- Video artwork
- Directed by: Bob Wynn
- Written by: Jay Simms Tom Rolf (story)
- Produced by: Robert Stabler
- Starring: Leslie Nielsen Bradford Dillman Angie Dickinson;
- Cinematography: Bob Boatman
- Edited by: Jerry Greene
- Music by: Marlin Skiles
- Production company: Madison Productions, Inc.
- Distributed by: Gold Key Enterprises
- Release date: November 1971;
- Running time: 100 minutes
- Country: United States
- Language: English

= The Resurrection of Zachary Wheeler =

1971 film

The Resurrection of Zachary Wheeler is a 1971 science fiction film directed by Bob Wynn and starring Leslie Nielsen, Bradford Dillman and Angie Dickinson. This was one of the earliest films to depict medical exploitation of cloning, even though the term was not used. It was shot on videotape and transferred to film for theatrical and TV release. Gold Key Entertainment commissioned this film at the same time as it commissioned the film The Day of the Wolves, and tried to persuade Ferde Grofe to film that on video because of the cost savings, but he declined.

==Plot==
Reporter Harry Walsh (Nielsen) witnesses an auto accident in which two people are killed. Recognizing the survivor as Senator Clayton Zachary Wheeler (Dillman), he rides with him in the ambulance.

After he reports Wheeler's accident from the hospital, the staff tell him there is no such person admitted. Walsh's editor orders him to retract his story, which he refuses to do, at the cost of his job. Some detective work leads him to Alamogordo, New Mexico.

Meanwhile, Wheeler wakes up in a secret hospital run by Dr. Redding (Daly) and Dr. Layle Johnson (Dickinson). He finds out he is the recipient of an incredible transplant, utilizing organs harvested from "somas". These somas are bodies artificially grown from his own DNA.

Walsh has to elude two less-than-brilliant agents on his way to Alamogordo, finally escaping them, traveling with some migrant workers. Wheeler learns that the "fee" for his surgery is to do whatever he can do as Senator, for the Committee—a form of medical blackmail. Fielding (Wilke), the Committee chairman, refers to it as "a new type of money." Wheeler refuses to cooperate and threatens to turn the whole operation in. Fielding warns him he will never win a presidential nomination if news of his heart transplant gets out.

In Alamogordo, Walsh deduces that Wheeler's plane must have gone to Los Alamos, site of the old Manhattan Project. With the help of a newspaper buddy, he lands at the base and discovers an extra soma of Wheeler. Thinking it to be the senator, he breaks it out and commandeers Dr. Johnson's car.

The car crashes as Walsh maneuvers to avoid colliding with several individuals meandering around. Johnson sustains injuries, prompting Fielding to exploit the situation in an attempt to sway Wheeler's stance, threatening to withhold assistance. Despite Wheeler's growing attachment to her, his determination wavers, although Redding assures him that her injuries are minor.

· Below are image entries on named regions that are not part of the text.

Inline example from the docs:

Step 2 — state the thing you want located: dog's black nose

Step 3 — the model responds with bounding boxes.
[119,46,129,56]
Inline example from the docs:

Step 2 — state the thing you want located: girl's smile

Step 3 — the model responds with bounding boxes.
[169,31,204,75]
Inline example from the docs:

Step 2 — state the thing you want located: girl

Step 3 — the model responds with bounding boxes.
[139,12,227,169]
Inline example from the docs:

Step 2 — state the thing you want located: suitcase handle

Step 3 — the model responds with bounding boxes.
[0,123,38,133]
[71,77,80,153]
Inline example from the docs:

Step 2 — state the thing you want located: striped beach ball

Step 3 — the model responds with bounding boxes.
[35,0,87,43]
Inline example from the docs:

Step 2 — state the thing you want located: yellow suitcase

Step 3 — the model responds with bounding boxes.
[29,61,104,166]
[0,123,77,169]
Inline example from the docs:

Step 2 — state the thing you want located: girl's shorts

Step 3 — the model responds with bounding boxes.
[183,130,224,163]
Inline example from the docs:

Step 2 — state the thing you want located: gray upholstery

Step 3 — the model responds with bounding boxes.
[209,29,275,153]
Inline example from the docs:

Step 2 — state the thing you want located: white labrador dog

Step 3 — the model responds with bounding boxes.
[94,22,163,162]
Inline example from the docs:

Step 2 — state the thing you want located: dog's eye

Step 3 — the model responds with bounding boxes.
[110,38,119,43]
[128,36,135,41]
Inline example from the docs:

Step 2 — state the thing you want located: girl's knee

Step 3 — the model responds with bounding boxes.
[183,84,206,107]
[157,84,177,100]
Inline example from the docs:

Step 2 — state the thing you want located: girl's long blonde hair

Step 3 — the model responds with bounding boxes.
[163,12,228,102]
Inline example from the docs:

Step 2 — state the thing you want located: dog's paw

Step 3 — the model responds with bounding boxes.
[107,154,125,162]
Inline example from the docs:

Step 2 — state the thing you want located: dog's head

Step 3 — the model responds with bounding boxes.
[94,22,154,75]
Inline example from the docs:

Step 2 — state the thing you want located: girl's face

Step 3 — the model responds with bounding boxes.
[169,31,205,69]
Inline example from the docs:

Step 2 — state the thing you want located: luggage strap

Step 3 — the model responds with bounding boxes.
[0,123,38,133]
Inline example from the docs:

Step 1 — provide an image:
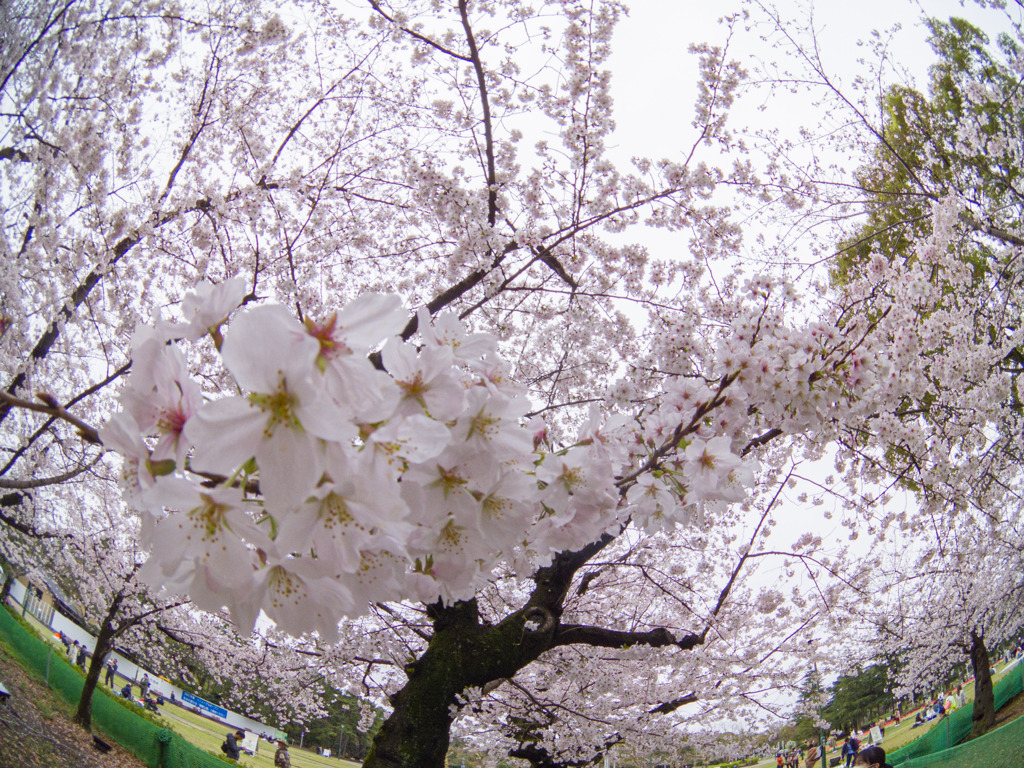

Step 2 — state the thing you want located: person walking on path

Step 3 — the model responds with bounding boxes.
[273,738,292,768]
[840,736,857,768]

Walsh and Wheeler finally meet, and agree to expose the Committee together, even as Fielding and Redding discuss a new "client" they have been hoping for.

==Cast==
- Leslie Nielsen	...	Harry Walsh
- Bradford Dillman	...	Sen. Clayton Zachary Wheeler/Soma
- James Daly	...	Dr. Redding
- Angie Dickinson	...	Dr. Layle Johnson
- Robert J. Wilke	...	Hugh Fielding
- Jack Carter	...	Dwight Chiles
- Don Haggerty	...	Jake
- Lew Brown	...	Collins
- Richard Schuyler	...	Bates
- Dick Simmons	...	Adams
- William Bryant	...	Craig Harmon
- Tris Coffin	...	Dr. Keating
- Peter Mamakos	...	Premier Mabulla
- Ruben Moreno	...	General Muñoz
- Steve Cory	...	Carson
- Steve Conte ... Radio Opr. #2

==Production==
Tom Rolf got the idea for the film reading about organ transplants in Esquire. At the time he was production coordinator on the TV series The Big Valley. Rolf told his friend Jay Simms, a writer on the series, about his idea. Together they wrote the film in about three weeks. They gave the script to Simms' agent, who liked it. Rolf felt that despite the low budget, the film was ahead of its time, and was pleased with it. Rolf was normally an editor and this film was his only writing credit. It took 17 days to shoot.

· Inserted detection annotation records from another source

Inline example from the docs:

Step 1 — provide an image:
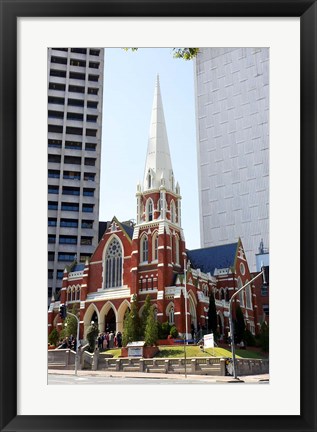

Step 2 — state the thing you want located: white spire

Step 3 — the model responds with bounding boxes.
[143,75,174,190]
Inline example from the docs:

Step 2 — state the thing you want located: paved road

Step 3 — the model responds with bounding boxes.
[48,370,269,385]
[48,374,215,385]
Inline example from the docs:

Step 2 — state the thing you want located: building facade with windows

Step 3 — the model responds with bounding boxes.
[48,80,258,339]
[195,48,269,271]
[47,48,104,299]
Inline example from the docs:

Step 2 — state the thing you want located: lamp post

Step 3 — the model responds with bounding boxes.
[229,267,264,379]
[67,312,79,375]
[184,259,188,345]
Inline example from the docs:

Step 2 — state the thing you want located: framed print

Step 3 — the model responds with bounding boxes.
[0,0,317,432]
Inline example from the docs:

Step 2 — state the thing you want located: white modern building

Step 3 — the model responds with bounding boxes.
[195,48,269,271]
[47,48,104,298]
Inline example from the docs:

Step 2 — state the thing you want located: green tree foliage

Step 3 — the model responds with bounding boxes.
[123,48,199,60]
[123,294,141,346]
[173,48,199,60]
[157,321,172,339]
[144,306,158,346]
[122,311,133,346]
[48,328,59,346]
[140,294,151,338]
[208,293,218,335]
[170,326,178,339]
[260,322,270,352]
[234,305,245,343]
[86,323,99,352]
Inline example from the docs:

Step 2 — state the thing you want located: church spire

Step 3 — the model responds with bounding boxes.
[143,75,175,191]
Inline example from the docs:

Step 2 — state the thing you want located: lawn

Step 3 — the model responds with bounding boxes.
[101,345,266,358]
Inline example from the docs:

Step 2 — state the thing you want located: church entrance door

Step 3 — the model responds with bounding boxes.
[105,309,116,333]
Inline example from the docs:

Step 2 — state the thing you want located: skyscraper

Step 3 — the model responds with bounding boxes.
[47,48,104,298]
[195,48,269,271]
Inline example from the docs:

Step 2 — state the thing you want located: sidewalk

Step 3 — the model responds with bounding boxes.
[48,369,269,384]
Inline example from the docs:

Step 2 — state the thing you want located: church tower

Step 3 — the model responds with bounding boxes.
[131,77,186,322]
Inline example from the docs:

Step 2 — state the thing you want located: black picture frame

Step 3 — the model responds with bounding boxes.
[0,0,317,432]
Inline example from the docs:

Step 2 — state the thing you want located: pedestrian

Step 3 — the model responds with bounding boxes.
[117,332,122,348]
[109,330,114,349]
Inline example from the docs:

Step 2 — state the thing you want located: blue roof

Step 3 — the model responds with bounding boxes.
[186,242,238,275]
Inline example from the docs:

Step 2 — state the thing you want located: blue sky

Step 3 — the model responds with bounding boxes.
[100,48,200,249]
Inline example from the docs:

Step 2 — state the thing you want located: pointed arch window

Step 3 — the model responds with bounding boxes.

The name used for the clones, soma, is Greek for "body". They share the name with the hallucinogenic drug used by the urbanites in Aldous Huxley's 1932 novel, Brave New World. The film is noted as possibly the earliest to depict surgical transplants using clones for parts.

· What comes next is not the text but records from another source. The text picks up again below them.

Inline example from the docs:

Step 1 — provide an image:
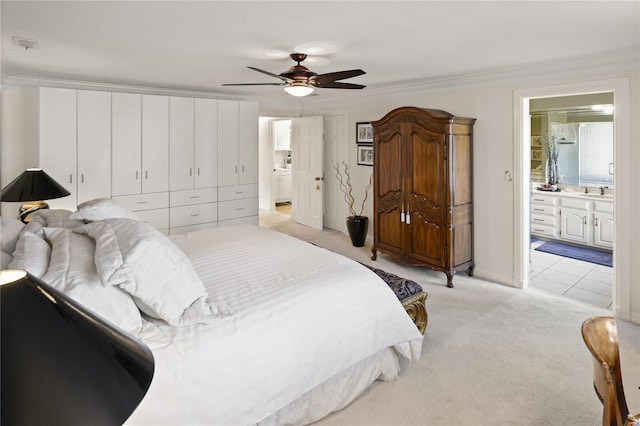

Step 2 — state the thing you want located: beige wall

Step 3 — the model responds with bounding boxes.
[303,70,640,323]
[0,69,640,323]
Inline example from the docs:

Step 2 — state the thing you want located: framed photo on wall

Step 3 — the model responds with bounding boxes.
[358,145,373,166]
[356,123,373,145]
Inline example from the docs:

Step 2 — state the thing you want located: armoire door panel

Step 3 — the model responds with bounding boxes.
[407,213,445,266]
[451,135,473,206]
[408,126,445,207]
[376,210,406,254]
[376,132,403,197]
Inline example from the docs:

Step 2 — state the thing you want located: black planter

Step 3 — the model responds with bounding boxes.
[347,216,369,247]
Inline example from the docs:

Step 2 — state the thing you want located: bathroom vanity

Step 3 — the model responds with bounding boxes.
[531,189,614,250]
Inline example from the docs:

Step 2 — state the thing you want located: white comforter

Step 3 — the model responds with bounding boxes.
[127,226,422,426]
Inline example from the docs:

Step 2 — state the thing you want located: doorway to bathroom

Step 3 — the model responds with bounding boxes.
[529,92,614,309]
[514,79,631,317]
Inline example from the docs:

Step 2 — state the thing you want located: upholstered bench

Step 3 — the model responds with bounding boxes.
[362,263,429,334]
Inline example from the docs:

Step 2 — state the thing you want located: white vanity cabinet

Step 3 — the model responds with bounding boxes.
[560,197,591,245]
[274,170,291,203]
[531,193,558,238]
[531,192,614,249]
[593,201,614,249]
[38,87,111,211]
[111,93,169,196]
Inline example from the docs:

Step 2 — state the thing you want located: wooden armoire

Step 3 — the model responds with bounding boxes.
[371,107,475,287]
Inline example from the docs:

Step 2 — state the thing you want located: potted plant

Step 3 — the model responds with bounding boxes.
[333,161,373,247]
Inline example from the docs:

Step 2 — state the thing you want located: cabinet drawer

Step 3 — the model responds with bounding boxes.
[531,213,556,226]
[169,222,218,235]
[136,209,169,229]
[169,203,218,228]
[531,204,556,216]
[113,192,169,212]
[593,201,613,213]
[218,216,259,227]
[169,188,218,207]
[531,193,558,206]
[531,223,558,238]
[218,198,258,220]
[218,184,258,201]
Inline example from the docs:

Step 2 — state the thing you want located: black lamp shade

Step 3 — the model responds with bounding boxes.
[0,271,154,426]
[0,169,70,201]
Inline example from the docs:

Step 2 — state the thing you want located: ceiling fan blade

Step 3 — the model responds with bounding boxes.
[223,83,287,86]
[311,81,367,89]
[309,70,366,84]
[247,67,293,83]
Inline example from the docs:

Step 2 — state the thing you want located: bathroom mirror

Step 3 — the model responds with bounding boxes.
[530,93,614,188]
[272,120,291,151]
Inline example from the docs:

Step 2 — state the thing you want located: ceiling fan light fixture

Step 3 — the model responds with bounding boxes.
[284,85,314,97]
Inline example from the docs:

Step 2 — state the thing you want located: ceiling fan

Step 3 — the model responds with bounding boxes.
[223,53,366,96]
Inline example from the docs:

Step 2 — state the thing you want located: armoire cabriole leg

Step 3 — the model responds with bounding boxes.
[445,270,456,288]
[467,265,476,277]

According to Variety, this was the first American film to be shot on videotape and transferred to film for release. Although 200 Motels was released the month before, the movie didn't have any actual plot. There had also been some other and earlier theatrical releases shot on black and white videotape, and transferred to film through the Electronovision process, which were recorded performances of stage plays and concerts.